Leroy Osmior Retrograde Perpetual Calendar
30 minutes on the wrist
The Leroy Osmior Retrograde Perpetual Calendar
A second time visit of a Leroy on Horbiter is dedicated to the Osmior collection. Osmior is the name Montres L.Leroy has given to its complicated timepieces, if you just do not include any of those made in very limited edition or, else, on request. It is hence the name that in the brand's history identifies a special proprietary alloy made out mainly of gold, featuring a color that vaguely resembles platinum. With an Osmior, Leroy interprets three traditional complications: the Single Push-Piece Chrono, the Tourbillon and a Retrograde Perpetual Calendar. The Leroy Osmior Retrograde Perpetual Calendar is a Horbiter's exclusive, just very few pieces have been made now and even less are available in Italy.
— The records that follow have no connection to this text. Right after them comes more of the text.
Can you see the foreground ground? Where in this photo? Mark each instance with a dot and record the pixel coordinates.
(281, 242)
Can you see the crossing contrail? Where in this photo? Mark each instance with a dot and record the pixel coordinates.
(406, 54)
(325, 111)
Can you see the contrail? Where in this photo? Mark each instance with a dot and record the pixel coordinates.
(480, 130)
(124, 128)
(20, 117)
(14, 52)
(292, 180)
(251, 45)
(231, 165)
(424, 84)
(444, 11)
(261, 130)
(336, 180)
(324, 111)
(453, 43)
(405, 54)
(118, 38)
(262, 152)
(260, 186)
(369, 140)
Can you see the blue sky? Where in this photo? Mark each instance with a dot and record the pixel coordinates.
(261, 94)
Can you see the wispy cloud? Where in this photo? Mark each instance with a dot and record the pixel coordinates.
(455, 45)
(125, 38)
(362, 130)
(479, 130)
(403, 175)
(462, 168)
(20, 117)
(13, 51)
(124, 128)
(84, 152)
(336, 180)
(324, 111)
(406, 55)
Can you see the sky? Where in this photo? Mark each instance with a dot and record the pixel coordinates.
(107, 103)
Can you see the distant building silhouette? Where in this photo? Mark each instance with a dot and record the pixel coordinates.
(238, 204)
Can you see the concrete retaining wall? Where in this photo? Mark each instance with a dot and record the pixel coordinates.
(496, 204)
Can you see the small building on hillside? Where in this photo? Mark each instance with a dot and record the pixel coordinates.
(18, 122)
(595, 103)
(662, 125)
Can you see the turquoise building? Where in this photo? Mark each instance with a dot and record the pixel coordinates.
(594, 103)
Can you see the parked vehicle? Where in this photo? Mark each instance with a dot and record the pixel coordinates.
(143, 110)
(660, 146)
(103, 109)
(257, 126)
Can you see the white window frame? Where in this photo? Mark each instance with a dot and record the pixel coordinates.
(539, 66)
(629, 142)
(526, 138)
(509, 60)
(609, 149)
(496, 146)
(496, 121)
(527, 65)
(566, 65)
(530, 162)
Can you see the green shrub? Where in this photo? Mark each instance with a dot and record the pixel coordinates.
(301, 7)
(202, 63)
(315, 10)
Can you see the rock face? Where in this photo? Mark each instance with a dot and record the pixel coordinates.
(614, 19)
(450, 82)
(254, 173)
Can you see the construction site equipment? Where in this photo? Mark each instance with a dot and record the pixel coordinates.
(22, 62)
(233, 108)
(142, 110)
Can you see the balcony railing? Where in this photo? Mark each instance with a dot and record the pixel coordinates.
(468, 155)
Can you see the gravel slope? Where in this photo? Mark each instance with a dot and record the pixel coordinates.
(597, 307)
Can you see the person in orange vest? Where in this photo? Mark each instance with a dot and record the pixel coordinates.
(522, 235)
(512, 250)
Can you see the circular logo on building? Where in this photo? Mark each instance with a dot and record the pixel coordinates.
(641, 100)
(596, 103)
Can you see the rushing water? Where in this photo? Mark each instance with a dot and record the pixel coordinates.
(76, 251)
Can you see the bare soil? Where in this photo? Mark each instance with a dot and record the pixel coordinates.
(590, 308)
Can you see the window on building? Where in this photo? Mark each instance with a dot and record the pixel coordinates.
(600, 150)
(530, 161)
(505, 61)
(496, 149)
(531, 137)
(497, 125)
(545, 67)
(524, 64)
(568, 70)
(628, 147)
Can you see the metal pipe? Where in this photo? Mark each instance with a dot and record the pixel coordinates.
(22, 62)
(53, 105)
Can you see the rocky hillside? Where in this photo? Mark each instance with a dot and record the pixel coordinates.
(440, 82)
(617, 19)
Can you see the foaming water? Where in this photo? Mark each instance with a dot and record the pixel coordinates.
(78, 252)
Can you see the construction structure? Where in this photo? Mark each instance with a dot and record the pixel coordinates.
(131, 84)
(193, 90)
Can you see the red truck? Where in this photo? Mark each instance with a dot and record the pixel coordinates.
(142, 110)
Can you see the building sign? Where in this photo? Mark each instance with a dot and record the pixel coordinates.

It is an example of super classic watchmaking, boasting an aristocratic hallmark where the calendar date is indicated via a central retrograde blue hand that sweeps over a gold dial, hand-guillochè worked on the inner part. The precious material, I mean gold, is on spot in this timepiece when compared to other brands' attitude in making gold watches. In this sense, it is quite unique: further proof may be found in the moon phase disks made in gold as well. The result is a round case that, paired with the regular design of the carrure, makes it look like a small gold bar.
The movement, caliber L411.2, automatic, is 27mm wide, has the balance wheel vibrating at 4Hz, a power reserve greater than 48 hours thanks to a double barrel design and its bridges are Cotes de Geneve finished. The winding rotor too is in gold and features, in the middle, a 22ct oscillanting weight engraved with the double L, standing for L.Leroy. It is encased into a 41mm wide case, with a black alligator strap and a tang buckle.
Leroy has created a classic perpetual calendar retailed at 53.400€, competitively priced, with a historical name; an authority in the history of high-end French watchmaking. Its aim is to break connoisseurs' heart and has among its pluses the fact of being an independent watchmaker, that so as not to follow the line of thinking behind big watchmaking groups and may operate as a sort of an atelier.
It is therefore attractive, in my opinion, especially as it represents the legacy of fine watchmaking. Something might be done I think when it comes to its design, and choices that could let it really rise above the rest. Design is subjective but, when technical excellence and craftsmanship are a given, what drives your choice is a design that takes your breath away.